This section explains the steps taken to identify and calibrate the models that are later implemented as system equations in the MPC in Section 5. First, the modeling task is described. Second, the data gathering process is explained. Third, the selection of a representative model of each modeling paradigm is justified. The identification and calibration processes of each model are also described. Finally, the models are compared in prediction performance using auto- and cross-validation data sets from the obtained operational data.

4.1. Modeling Task

The controlled variable of the optimal control problem is the zone air temperature, and the controllable variable is the opening of the three-way valve that determines the water supply temperature to the floor TABS and as a consequence the heat delivered to the room. The two most important system disturbances are the ambient temperature $T_a$ and the solar irradiation ${\dot{Q}}_{rad}$ (Note that the room is unoccupied, thus disturbances associated to occupancy are not considered.). The predictive controller thus needs to know the effect of the valve opening, ambient temperature, and solar irradiation on the zone air temperature. The controller also needs to estimate the electric power used to compute the operational cost. Hence, a multi-input multi-output model is required to represent the system, and the modeling task is to find a function F that estimates $T_z$ and P from u, $T_a$, and ${\dot{Q}}_{rad}$, as indicated by Equation (2). Notice that the estimated variables may depend not only on the inputs and disturbances, but also on previous outputs and system states. The models may use a vector of hidden internal states $\mathit{X}$ to capture those regressive effects. Finally, a set of parameters $\mathit{\theta }$ characterize the model. These parameters are considered constant in this study. The control toolbox used in this work does not require the models to be linear nor convex for optimization.

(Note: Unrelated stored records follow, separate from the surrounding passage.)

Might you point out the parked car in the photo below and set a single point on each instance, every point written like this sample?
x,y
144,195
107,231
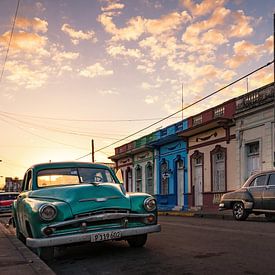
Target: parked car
x,y
257,196
73,202
6,200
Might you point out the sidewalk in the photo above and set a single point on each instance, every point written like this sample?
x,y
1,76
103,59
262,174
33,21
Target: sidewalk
x,y
16,258
214,214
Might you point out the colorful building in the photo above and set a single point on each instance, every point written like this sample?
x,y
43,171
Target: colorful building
x,y
211,147
171,168
254,132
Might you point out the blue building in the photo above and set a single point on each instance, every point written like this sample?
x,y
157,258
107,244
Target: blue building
x,y
171,161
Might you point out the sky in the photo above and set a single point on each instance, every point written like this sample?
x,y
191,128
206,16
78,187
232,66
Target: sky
x,y
74,71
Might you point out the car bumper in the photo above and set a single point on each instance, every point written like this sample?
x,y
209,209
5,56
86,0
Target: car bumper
x,y
84,237
228,205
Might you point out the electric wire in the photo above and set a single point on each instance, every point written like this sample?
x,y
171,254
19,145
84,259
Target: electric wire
x,y
55,129
186,107
83,120
42,137
8,49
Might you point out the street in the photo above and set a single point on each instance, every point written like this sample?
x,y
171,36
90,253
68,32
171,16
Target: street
x,y
186,245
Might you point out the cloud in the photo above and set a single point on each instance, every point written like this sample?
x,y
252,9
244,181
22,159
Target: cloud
x,y
109,92
191,35
149,99
242,28
60,56
166,23
26,76
204,8
148,86
36,24
76,36
213,36
120,50
113,6
25,42
95,70
133,30
33,59
246,51
136,26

$${\dot{T}}_z\left(t\right),P\left(t\right)=F(u\left(t\right),{\dot{Q}}_{rad}\left(t\right),T_a\left(t\right),T_z\left(t\right),\mathit{X}\left(t\right),\mathit{\theta })$$

(2)

4.2. Data Gathering

Data are needed to identify, train and calibrate the models and test the models’ performance. Historical data obtained from 24 January until 21 February 2018 is used for these tasks. That is, a total of four weeks of historical data are gathered for system identification and model calibration. During this period, the heating of the test room is alternated between heating and free-floating periods, i.e., periods with hot water circulating through the TABS and periods with no water circulation, respectively. The first heating period lasts for three days and tests and tunes the software interface and the whole experimental setup. During this period, large excitations are introduced, leading to a zone air temperature up to $33.35$ °C. After these excitations, the building is left to free-float. By studying the evolution of the zone air temperature during this period, a settling time of six days is observed, from where it is deduced that the system’s time constant is approximately two days. Notice that this time constant is only an approximation because an actual building system never fully settles because of the effect of the disturbances.

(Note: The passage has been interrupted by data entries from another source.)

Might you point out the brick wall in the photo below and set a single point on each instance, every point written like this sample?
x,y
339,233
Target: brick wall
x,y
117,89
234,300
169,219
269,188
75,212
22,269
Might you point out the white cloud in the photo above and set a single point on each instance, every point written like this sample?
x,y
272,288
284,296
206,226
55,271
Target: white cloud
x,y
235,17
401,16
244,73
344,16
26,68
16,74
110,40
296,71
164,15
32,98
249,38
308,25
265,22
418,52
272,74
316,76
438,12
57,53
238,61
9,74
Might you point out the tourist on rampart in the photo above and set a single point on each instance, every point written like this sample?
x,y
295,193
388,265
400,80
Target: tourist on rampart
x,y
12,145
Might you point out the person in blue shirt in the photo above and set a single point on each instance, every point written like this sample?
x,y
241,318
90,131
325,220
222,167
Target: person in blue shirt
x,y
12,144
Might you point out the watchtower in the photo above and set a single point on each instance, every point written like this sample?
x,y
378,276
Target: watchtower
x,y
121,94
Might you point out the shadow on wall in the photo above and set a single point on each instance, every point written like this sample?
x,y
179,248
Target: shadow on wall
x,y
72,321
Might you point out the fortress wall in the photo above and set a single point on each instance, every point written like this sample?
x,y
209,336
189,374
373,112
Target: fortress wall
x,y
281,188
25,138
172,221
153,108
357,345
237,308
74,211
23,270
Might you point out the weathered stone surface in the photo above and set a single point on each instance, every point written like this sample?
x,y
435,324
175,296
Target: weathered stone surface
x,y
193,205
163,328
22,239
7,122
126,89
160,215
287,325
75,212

A PID controller is implemented for the second heating period to deliver heat to the floor TABS following a pseudo-random binary sequence (PRBS) of 1 kW amplitude. This signal type is suggested by [23] and has been used by other authors to gather data for building modeling, e.g., in [24]. This input sequence is beneficial for system identification because it ensures that there is no correlation between the controllable inputs and the disturbances. The PRBS is designed to put the heating power input signal in the range relevant for control. Finally, the building is left to free-float for the remaining days. The evolution of the variables of interest during these periods is plotted in Figure 3.

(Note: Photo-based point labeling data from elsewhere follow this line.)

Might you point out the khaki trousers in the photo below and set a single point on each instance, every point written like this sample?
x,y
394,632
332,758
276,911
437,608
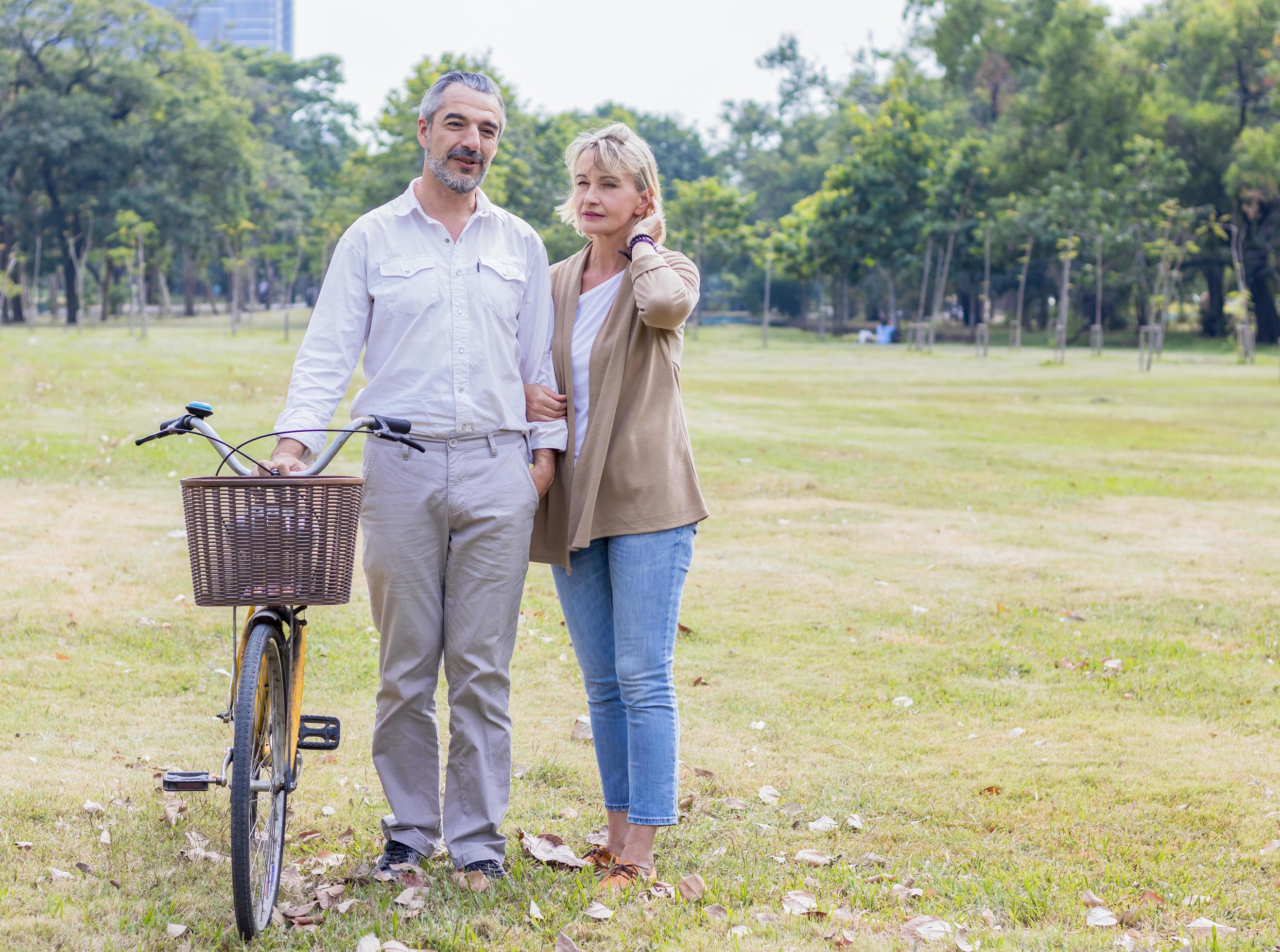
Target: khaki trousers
x,y
446,552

Measurement data from the weather station of the Vliet building was also obtained during this period to compare with the data provided by the DarkSky web-service, the weather forecast provider used by the MPC. The objective is to assess the reliability of the weather forecast service. DarkSky is not limited to climate forecast but also provides current weather condition information for any location which is what is shown by the dashed lines in Figure 3. Even though DarkSky can mostly follow the disturbances’ evolution, it is observed that it occasionally shows significant deviations. These deviations go up to $6.72$ °C for ambient temperature and up to $366.67$ W for solar irradiation. Forecasting is an even more challenging task than estimating current weather for a given location. Hence, errors are expected to be more frequent and larger when forecasting these variables. Forecasting errors are unavoidable, so the MPC will have to deal with these inaccuracies.

4.3. General Considerations

A general-purpose modeling, simulation, and optimization framework is required to model all three paradigms. The toolchain should be powerful to support simulation, optimization, and data handling, and at the same time, it should be flexible to prototype the different modeling approaches. This work uses the JModelica toolbox [25] since it meets all requirements listed above. This toolbox uses Modelica [26], a general-purpose modeling language for configuring the models. Additionally, it provides solvers for Optimica [27], an extension of Modelica for the definition of optimization problems. This choice is also motivated by the development of several open-source Modelica libraries for building energy simulations like Buildings [28], IDEAS [29], AixLib [30], BuildingSystems [31], and FastBuildings [32]. These libraries facilitate the implementation of white-, grey-, and black-box modeling techniques and continue their development within IBPSA Project 1 [33].

4.4. White-Box Modeling

White-box modeling uses only physical insights obtained from the meta-data of the building to represent its thermal behavior. Information like the building orientation, construction components, dimensions, and thermal properties of the materials must be known. The correctness of these data is essential to obtain an accurate model since all parameters are derived from this meta-data. The IDEAS [29] library is used for representing the main components of the Vliet building. The main components used from the IDEAS library to model the building are listed in

Table 1. Modelica components used for the white-box model.

Building zone	IDEAS.Buildings.Components.Zone
	IDEAS.Buildings.Components.SlabOnGround
	IDEAS.Buildings.Components.OuterWall
	IDEAS.Buildings.Components.Window
	IDEAS.Buildings.Components.BoundaryWall
Heating system	IDEAS.Fluid.Interfaces.PrescribedOutlet
	IDEAS.Fluid.Actuators.Valves.ThreeWayEqualPercentageLinear
	IDEAS.Fluid.HeatExchangers.RadiantSlab.EmbeddedPipe
Boundary conditions	IDEAS.BoundaryConditions.SimInfoManager

. For the sake of conciseness, we refer to [29] for a detailed description of the main equations and assumptions used in these component models.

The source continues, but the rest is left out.